段婷婷看了眼劉千舟,笑笑:“我說的還真是實話,那丫頭啊,年紀小小的,真的挺有想法。”
跟她那母親,還真有點像。
但王毓文在這,她還真不好多說,誰知道下回王毓文什么時候去探監,萬一剛好把這話傳給金陳鄲了,那金陳鄲不得氣死?
王毓文說:“像陳鄲可比像她爸爸好,她爸爸就是個無情無義的人,當初不是說一心工作,搞科研嗎?無心家庭,那為什么又跟他們研究所的一個女同事結婚了?男人啊,只要沒有情分了,什么樣的謊話都能說得出來。他說為了工作,照顧不到家里,那倒是別再結婚啊。跟陳鄲的婚姻,他照顧不到,那跟現在這個呢?”
段婷婷抬眼,“趙經年再婚了?”
王毓文點頭:“再婚有一段時間了,孩子都生了吧,好像是個兒子。所以對朵朵,趙家是更加不管了。”
段婷婷看向劉千舟:“趙經年結婚的事兒,你也知道?”
劉千舟點了下頭:“我好像知道,但并沒有在意,所以知道也忘記了。
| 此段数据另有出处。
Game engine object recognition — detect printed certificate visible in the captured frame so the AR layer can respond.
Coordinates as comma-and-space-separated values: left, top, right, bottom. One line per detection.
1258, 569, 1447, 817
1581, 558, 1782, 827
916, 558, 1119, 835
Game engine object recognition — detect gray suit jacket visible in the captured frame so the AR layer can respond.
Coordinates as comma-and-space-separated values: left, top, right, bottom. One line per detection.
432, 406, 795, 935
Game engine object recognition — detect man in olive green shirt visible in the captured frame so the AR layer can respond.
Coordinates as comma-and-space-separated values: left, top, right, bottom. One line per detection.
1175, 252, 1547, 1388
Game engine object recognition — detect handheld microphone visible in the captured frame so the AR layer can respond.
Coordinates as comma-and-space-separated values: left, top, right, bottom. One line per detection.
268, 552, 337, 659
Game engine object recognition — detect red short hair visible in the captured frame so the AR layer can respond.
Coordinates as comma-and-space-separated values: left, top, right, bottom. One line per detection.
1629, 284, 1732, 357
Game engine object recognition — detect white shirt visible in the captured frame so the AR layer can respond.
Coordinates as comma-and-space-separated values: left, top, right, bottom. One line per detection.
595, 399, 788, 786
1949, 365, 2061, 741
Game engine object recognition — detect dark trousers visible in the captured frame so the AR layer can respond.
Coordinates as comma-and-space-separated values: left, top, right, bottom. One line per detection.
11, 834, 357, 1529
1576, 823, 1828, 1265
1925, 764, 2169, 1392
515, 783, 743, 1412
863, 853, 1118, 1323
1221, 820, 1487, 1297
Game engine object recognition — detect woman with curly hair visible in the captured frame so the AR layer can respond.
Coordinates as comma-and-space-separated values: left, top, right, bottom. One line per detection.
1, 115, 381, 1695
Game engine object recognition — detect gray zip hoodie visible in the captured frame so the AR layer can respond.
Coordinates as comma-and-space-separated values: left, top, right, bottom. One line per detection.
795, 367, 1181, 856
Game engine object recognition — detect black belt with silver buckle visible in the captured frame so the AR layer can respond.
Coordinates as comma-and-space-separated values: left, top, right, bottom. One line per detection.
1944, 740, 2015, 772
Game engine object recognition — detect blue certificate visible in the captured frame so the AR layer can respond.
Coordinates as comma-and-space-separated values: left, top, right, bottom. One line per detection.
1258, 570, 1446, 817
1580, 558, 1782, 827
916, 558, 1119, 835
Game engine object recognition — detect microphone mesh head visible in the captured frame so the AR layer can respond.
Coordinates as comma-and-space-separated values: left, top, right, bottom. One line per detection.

”
段婷婷愣了下:“不過人家也是三十好幾的人了,離婚這么多年,再婚也在情理中。金陳鄲離婚不到一個月,就再婚了。沒道理不讓趙經年再婚,當初離婚的原因,是不能照顧家里。想必現在,他再結婚,應該是能照顧到家里了吧。做出相對的妥協,婚姻才能進行得下去。”
劉千舟道:“是一起工作的戰友,在一起工作、生活,上下班都在一起,日久生情,很能理解啊。而且,經年哥哥算是找到了志同道合的人吧。”
段婷婷看著劉千舟,“你還真知道他結婚的事啊?”
劉千舟無奈:“我先生他二嬸,是經年哥哥的姑姑啊。知道我跟趙家的關系,那二嬸也會是不是提一兩句趙家的事。”
“他們結婚的時候,你去了嗎?”段婷婷問。
劉千舟聳肩:“他們沒有婚禮,很低調的就在一起了,登記結婚應該也就是那一天的事兒。”
段婷婷點點頭,“哦,知識分子的想法,我們是無法理解的。”
“他算什么知識分子?辜負了陳鄲…”
“金陳鄲要那么好,她現在能在里面關著?”段婷婷忍不住將王毓文的話堵回去。
就不樂意聽那么狗腿的維護金陳鄲,她不至于對金陳鄲落井下石,但也不會抹去金陳鄲的作所作為。
王毓文頓了頓,臉色不太好:“婷婷,陳鄲是我們朋友,你怎么這樣說她呢?”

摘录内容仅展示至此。